Solution: Ask your attorney or financial advisor to assist you if you have never filed a Form M-1 before. To preclude unintentional inclusion of “common law” employees, craft your benefit plan language to specifically exclude individuals not on your payroll. 

8. Misuse of performance evaluations.


Some managers and supervisors make the mistake of not being honest and straightforward when evaluating employees. This mistake often makes it difficult to defend against claims of discrimination and wrongful discharge when managers are less than honest and direct on performance evaluations.

Solution: Do not “sugarcoat” criticisms of employee performance. Not only will you not give the troubled employee an opportunity to correct his or her performance problems and become more productive, but you will also not have an appropriate record of performance deficiencies in the event it becomes necessary to defend a termination or disciplinary action.

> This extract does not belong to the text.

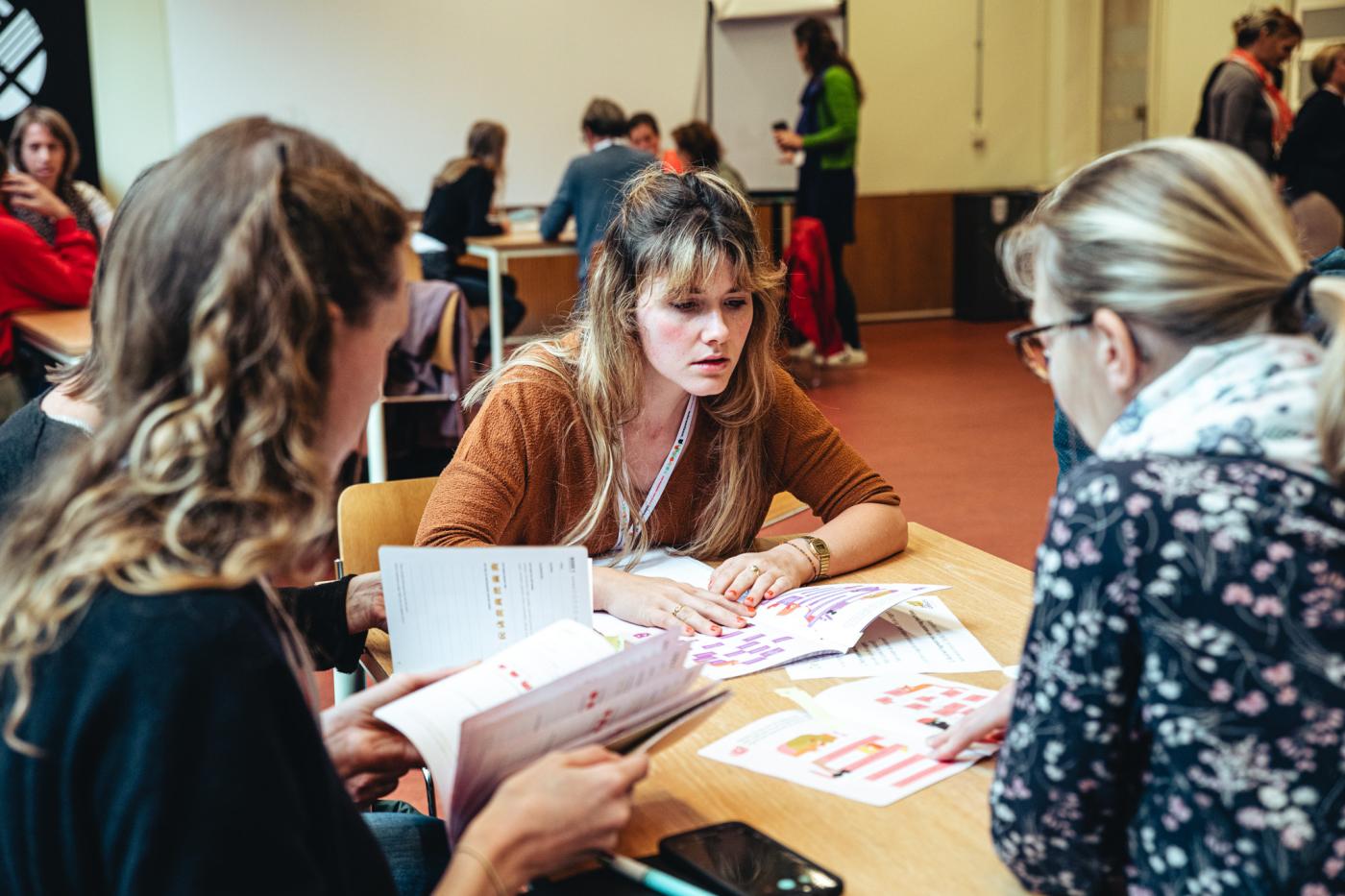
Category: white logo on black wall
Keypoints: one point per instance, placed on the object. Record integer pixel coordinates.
(23, 62)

9. Contesting unemployment compensation for performance reasons.


State laws may differ, but generally employees who are terminated for performance reasons are entitled to unemployment compensation. Generally, an employee is not entitled to unemployment compensation only if he or she quits or is terminated for misconduct. State laws may differ; check with your legal counsel.

Solution: Understand the standards for misconduct under unemployment compensation law and how they differ from performance-related terminations. Update your employee manuals, making sure the policies are accurate and that you can prove the employee received a copy of the manual. Be sure to carefully and thoroughly document any misconduct and disciplinary issues that have led to an employee’s termination.

10. Recalculating overtime when paying performance-based bonuses.


Employers often forget to recalculate overtime previously paid and make additional overtime payments when paying performance-based bonuses over multiple pay periods. State wage and hour laws differ, but generally if a wage claim is brought, an employer could owe not only back pay, but interest, penalties and attorney fees.

Solution: Check with your legal counsel to make sure you know whether the bonuses you pay qualify for recalculation of overtime. If so, you need to go back and apply the bonus over the relevant pay periods and determine the appropriate overtime rate and whether additional overtime payments are required.

11. Failing to clearly define when commissions are payable.


Many employers make the mistake of not having a written policy defining when commissions are due to employees. State laws differ, but if an employer does not have an appropriate policy, an employee can leave or be fired and still be due thousands of dollars in commission payments.

Solution: Make sure that your commission policy is in writing and clearly defines when employees have earned commissions and how they are handled upon termination.

12. Other common HR mistakes.


  • Paying severance without a release. By doing so, you are allowing employees to make future claims.
  • Failing to conduct exit interviews. Not only will you gain valuable information to make the workplace more productive, but you may also be alerted to any potential claims.
  • Using outdated employment applications. Make sure your applications are consistent with the nuances of your state and local laws (such as ban-the-box) as well as general anti-discrimination laws.
  • Failing to comply with the requirements of the Fair Credit Reporting Act (FCRA) when utilizing a third-party to conduct background checks, including various disclosures and notices. Many employers fail to provide the written release and disclosure form as a separate, stand-alone document as is required by the FCRA. Class action lawsuits under the FCRA have risen dramatically in recent years.
  • Failing to inform an employee who has complained of harassment of the results of your investigation and remedies and discipline. When an employee complains of harassment, the surest way to invite a complaint with the state or federal government is to not inform the employee about the results of your investigation and any discipline handed out to the alleged harasser. State laws may differ, so it is important to check with your legal counsel.